In quality of play the match itself never measured up to the press headlines that it generated, although as a sporting contest it had its share of excitement. The match would go to the first player to win six games, draws not counting. After 17 games, Karpov had an imposing 4–1 lead. Korchnoi won game 21, but Karpov won game 27, putting him on the brink of victory with a 5–2 lead. Korchnoi bravely fought back, scoring three wins and one draw in the next four games, to equalise the match at 5–5 after 31 games. However, Karpov won the very next game, and the match, by 6–5 with 21 draws.
Korchnoi took the opportunity of the match to publicize the situation of his wife and son, drafting an open letter to the Soviet government to release them both.
In what was dubbed the "Massacre in Merano", Karpov defeated Korchnoi convincingly by 6 wins to 2, with ten draws.
The match was to be held in Pasadena, California, but the Soviet Chess Federation protested (possibly because Korchnoi was a defector and the match was in the cold-war enemy's back yard, and because of the soon-to-be-announced Soviet decision to boycott the 1984 Olympic Games in Los Angeles), and Kasparov was not allowed to fly there to play the match. This defaulted the match to Korchnoi.

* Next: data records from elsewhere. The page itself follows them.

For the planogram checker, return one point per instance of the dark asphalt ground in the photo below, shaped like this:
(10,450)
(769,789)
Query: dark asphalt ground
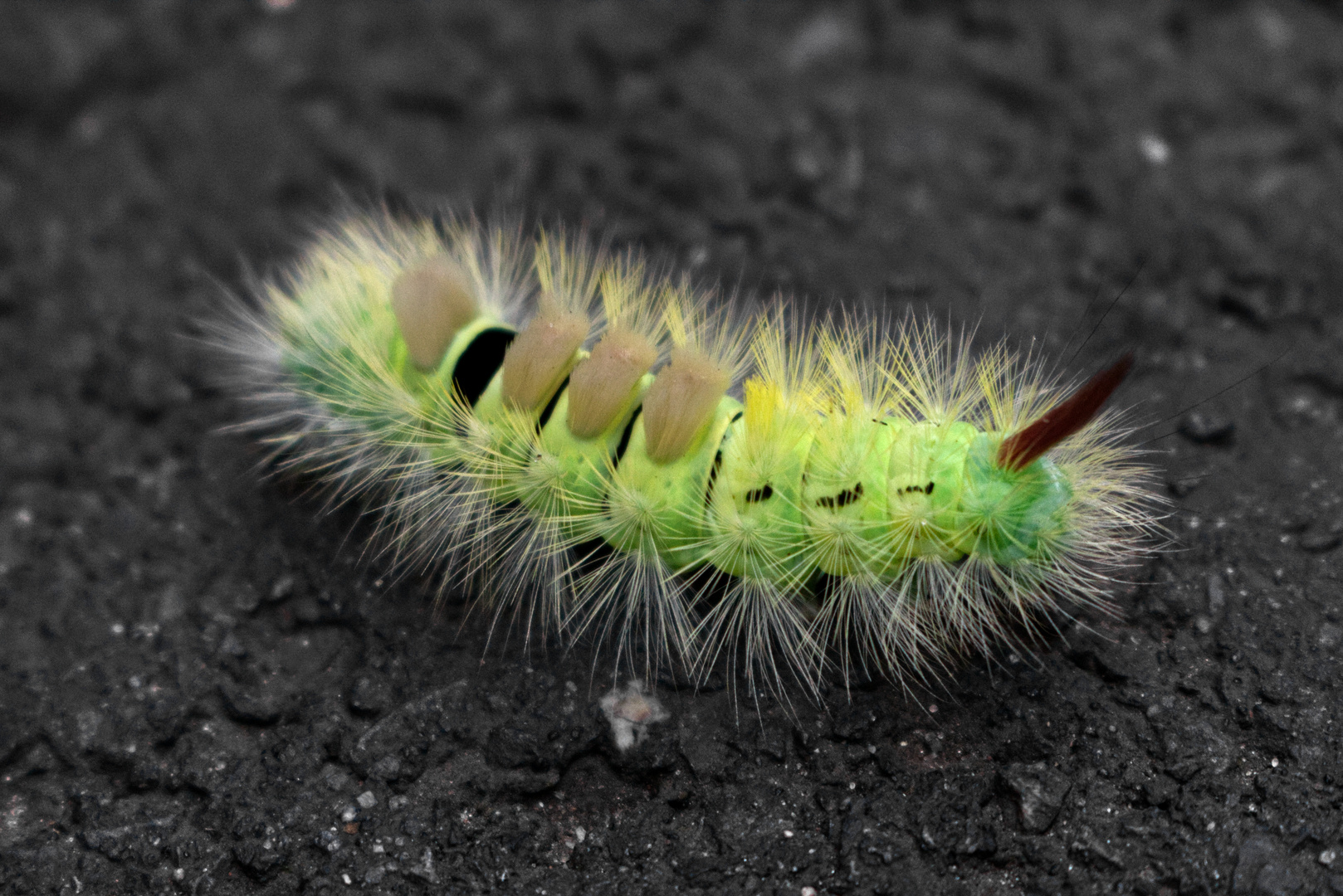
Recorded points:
(208,685)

However, after a remarkable series of events, spearheaded by the British Grandmaster Raymond Keene, Korchnoi agreed to play the match in London. This was a gracious gesture by Korchnoi, since technically he had already won by default. After a good start, Korchnoi was blown away by Kasparov's attacking play and remarkable maturity.
After the 1983 Kasparov match, Korchnoi continued playing at a top level but without seriously threatening the world championship again. In the 1985–87 World Championship cycle he finished equal thirteenth out of 16 in the Candidates' Tournament. In the 1988–90 cycle he made the final 16 again, but was eliminated in the first round of Candidates' matches. In the 1991–93 cycle he reached the final 8 of the Candidates' before being eliminated.
He continues playing in Europe to this day, living in his adopted country of Switzerland, which he represents on the top board of the World Chess Olympiad, most recently playing in Torino, Italy, in 2006.
Korchnoi is noted for his unusual longevity at the chessboard. He has been at or near the top of the game for nearly half a century. He continues to play many tournaments every year, playing more than 15 tournaments in 2006. He won the 2005 Quebec Open in Montreal. In August 2006 at age 75 he won the Banyoles Open in Spain ahead of Sergei Tiviakov.
On the January 2007 FIDE rating list Korchnoi was ranked number 85 in the world at age 75, by far the oldest player ever to be ranked in the FIDE top 100. The second-oldest player on the January 2007 list was Alexander Beliavsky, age 53, who is 22 years younger than Korchnoi.